E Phoenix é sobre o amor.
Exacto. É algo que também discutimos com os actores. O Ronald Zehrfeld, que interpreta o marido, disse-me que sentia que tinha de a cheirar, de a sentir, de a tocar, e eu disse-lhe que não. Na Berlim de 1945, não existia sexualidade. Havia amor, traição, confiança, cobardia, sim, mas nada de sexualidade.
O que o atrai tanto para o passado da Alemanha?
Tem tudo a ver com o cinema. Os italianos tiveram o seu neo-realismo, que falava do país em que viviam naquela altura, tal como os romenos têm hoje um cinema que fala do seu país. Mas os alemães não. Os italianos tinham Rossellini, Antonioni, viajavam e mostravam como viviam, enquanto os alemães faziam um cinema escapista, filmes de montanha, comédias bávaras...

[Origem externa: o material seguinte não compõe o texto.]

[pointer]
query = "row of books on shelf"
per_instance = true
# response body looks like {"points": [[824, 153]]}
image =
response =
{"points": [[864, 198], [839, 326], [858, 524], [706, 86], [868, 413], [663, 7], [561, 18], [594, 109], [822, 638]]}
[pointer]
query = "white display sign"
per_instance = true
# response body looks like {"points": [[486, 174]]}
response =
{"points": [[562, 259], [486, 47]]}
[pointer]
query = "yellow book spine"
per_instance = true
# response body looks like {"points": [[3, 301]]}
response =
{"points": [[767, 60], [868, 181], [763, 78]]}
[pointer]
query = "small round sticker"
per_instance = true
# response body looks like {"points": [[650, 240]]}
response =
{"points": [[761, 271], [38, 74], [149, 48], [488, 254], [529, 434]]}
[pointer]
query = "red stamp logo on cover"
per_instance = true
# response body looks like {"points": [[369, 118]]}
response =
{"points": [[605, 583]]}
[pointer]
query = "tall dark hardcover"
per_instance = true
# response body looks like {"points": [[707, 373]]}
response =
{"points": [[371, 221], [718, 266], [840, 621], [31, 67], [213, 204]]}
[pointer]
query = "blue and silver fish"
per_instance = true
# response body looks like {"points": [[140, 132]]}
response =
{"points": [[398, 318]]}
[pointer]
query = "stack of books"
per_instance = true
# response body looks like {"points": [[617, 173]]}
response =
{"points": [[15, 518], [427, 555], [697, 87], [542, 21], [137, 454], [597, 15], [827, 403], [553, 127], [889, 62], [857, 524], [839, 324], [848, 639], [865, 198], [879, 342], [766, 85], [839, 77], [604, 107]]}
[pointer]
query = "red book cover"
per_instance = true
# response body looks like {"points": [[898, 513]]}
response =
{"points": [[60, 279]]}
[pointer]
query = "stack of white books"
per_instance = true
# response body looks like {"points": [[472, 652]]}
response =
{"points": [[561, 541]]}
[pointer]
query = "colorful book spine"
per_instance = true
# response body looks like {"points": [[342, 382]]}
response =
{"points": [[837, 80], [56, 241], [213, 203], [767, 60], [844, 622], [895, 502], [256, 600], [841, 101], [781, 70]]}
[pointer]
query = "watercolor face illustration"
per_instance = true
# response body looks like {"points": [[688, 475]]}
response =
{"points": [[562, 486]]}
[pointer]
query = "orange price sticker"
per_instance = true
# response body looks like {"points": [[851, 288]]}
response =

Mesmo apesar do novo cinema alemão dos anos 1970? Fassbinder, Herzog, Wenders...
Sim, mas isso foi muito mais tarde, depois de 1968, e eles também tiveram esse problema. Diria que entre 1939 e 1945 perdemos os nossos pais. E tivemos de procurá-los fora da Alemanha, ou então exilados, porque não temos essa tradição de cinema. Fassbinder encontrou o seu em Douglas Sirk, Wenders encontrou o seu em John Ford. E nós temos de fazer o mesmo.